Prognosis for People with Down Syndrome
Although the prognosis (expected outcome) for children who have Down syndrome depends on the severity of medical problems and complications that develop, it has improved over the years. In 1910, the life expectancy of a child born with the condition was 9 years. Today, because of improved medical technology and early intervention, 80 percent of people with Down syndrome live to age 55 and many live even longer.
Quality of life also has improved for many children with Down syndrome, but living with the condition is not without difficulties. Generally, children with Down syndrome are able to attend school. Whether the child is placed in a regular (mainstream) classroom or in special education often depends on his or her abilities. Some children go to mainstream classrooms for particular subjects only. Many children with Down syndrome learn to read and write and enjoy the same activities as other kids their age, such as sports, art, and music programs.
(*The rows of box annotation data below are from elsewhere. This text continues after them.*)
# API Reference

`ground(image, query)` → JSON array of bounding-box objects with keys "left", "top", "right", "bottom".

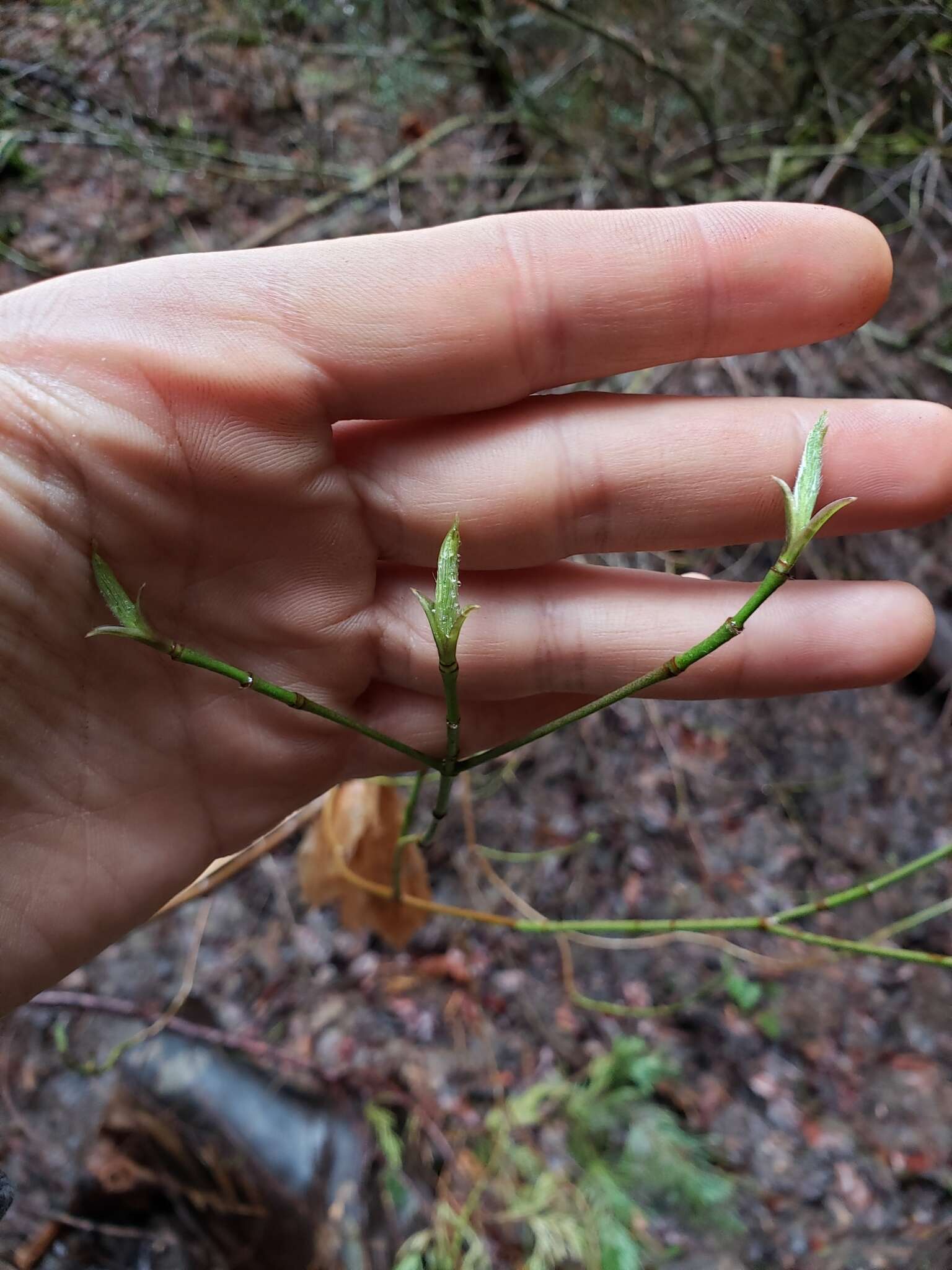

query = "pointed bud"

[
  {"left": 86, "top": 548, "right": 160, "bottom": 644},
  {"left": 773, "top": 411, "right": 855, "bottom": 566}
]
As adults, people with Down syndrome may live with their families or in community group homes, where they often are able to take care of their own needs. They may work in offices, nursing homes, hotels, restaurants, and other places of employment. People who have Down syndrome may marry and have children; however, pregnant women with the condition are at high risk for miscarriage.
Down Syndrome Prevention
Some couples see a genetic counselor before becoming pregnant to discuss their risk for Down syndrome, but ultimately the condition cannot be prevented. Some research has suggested that women who give birth to a baby with Down syndrome might have a problem processing folic acid, but that has not been confirmed.